Mgs1 preferentially interacts with ubiquitylated PCNA in a UBZ-dependent manner. (A) Protein–protein interactions with full-length Mgs1 and the isolated UBZ domain (amino acids 1–47) were analysed in the two-hybrid system, using fusions to the Gal4 activation (AD) and DNA-binding (BD) domains. Interactions were tested with monoubiquitin (Ub*) and linear ubiquitin arrays (Ub*_n) either alone or fused to the N- or C-terminus of PCNA*. Asterisks indicate mutations in PCNA and ubiquitin that prevent further modification and processing by isopeptidases, and ‘L’ signifies a four-amino acid linker. Fusions of Ub* to GFP and of Smt3 (G98V, to prevent processing) to PCNA* were used as specificity controls. Empty vectors (–) served as negative controls. Presence of the constructs was confirmed by growth on medium lacking leucine and tryptophan (-LW), and positive signals were scored on medium additionally lacking histidine (-HLW) or—for strong interactions—histidine and adenine (-AHLW). (B) Interactions of Mgs1 with linear fusions of PCNA and ubiquitin were analysed in vitro. GST-tagged versions of Mgs1 and Mgs1* were immobilized on glutathione Sepharose and assayed for binding to the purified Ub*_n(L)–PCNA* constructs described in A, produced as His₆-tagged recombinant proteins, either in isolation or as an equimolar mixture. An anti-GST control blot is shown in Supplementary Figure S2B. (C) Interactions of Mgs1 were analysed in vitro as in B, but using PCNA subjected to in vitro mono- (M) or polyubiquitylation (P) at K164 prior to the assay. Unmodified PCNA that was either left unloaded (–) or loaded (+) onto DNA in parallel reactions served as controls. DNA was removed by nuclease treatment before performing the pull-down assays. Asterisks on the blot indicate cross-reactions of the anti-PCNA antibody with the GST fusion constructs. The bottom panel represents a weaker exposure of the blot.

Mgs1 negatively acts on Polymerase δ and PCNA. (A) Deletion of MGS1 or inactivation of its UBZ domain suppresses the damage sensitivity of pol3ΔCt.

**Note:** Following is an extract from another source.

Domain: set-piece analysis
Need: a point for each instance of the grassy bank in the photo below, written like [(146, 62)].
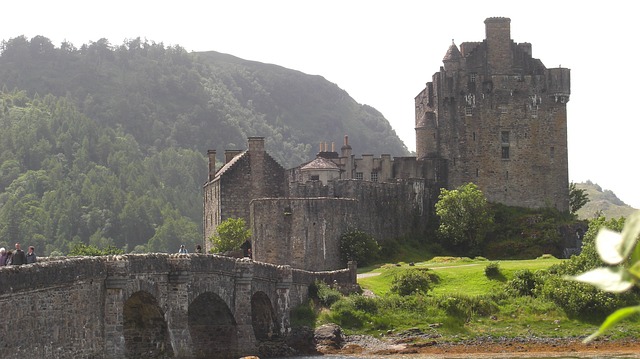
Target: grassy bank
[(463, 303)]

MMS sensitivities were determined by spot assays in the indicated strains. (B) Deletion of MGS1 or inactivation of its UBZ domain suppresses the temperature and damage sensitivity of a pol31 (hys2-1) mutant. Spot assays were performed as above either on MMS-containing plates or by incubation at the indicated temperatures. (C) Overexpression of MGS1 inhibits growth of the pol3ΔCt mutant in a UBZ-independent manner. Growth of the indicated cultures in rich medium at 30°C was recorded by following optical densities at 600 nm. (D) Overexpression of MGS1 inhibits growth of mutants with defective PCNA–Pol32 interactions in a UBZ-independent manner. Growth of the indicated strains was monitored by spot assays on rich medium at 30°C.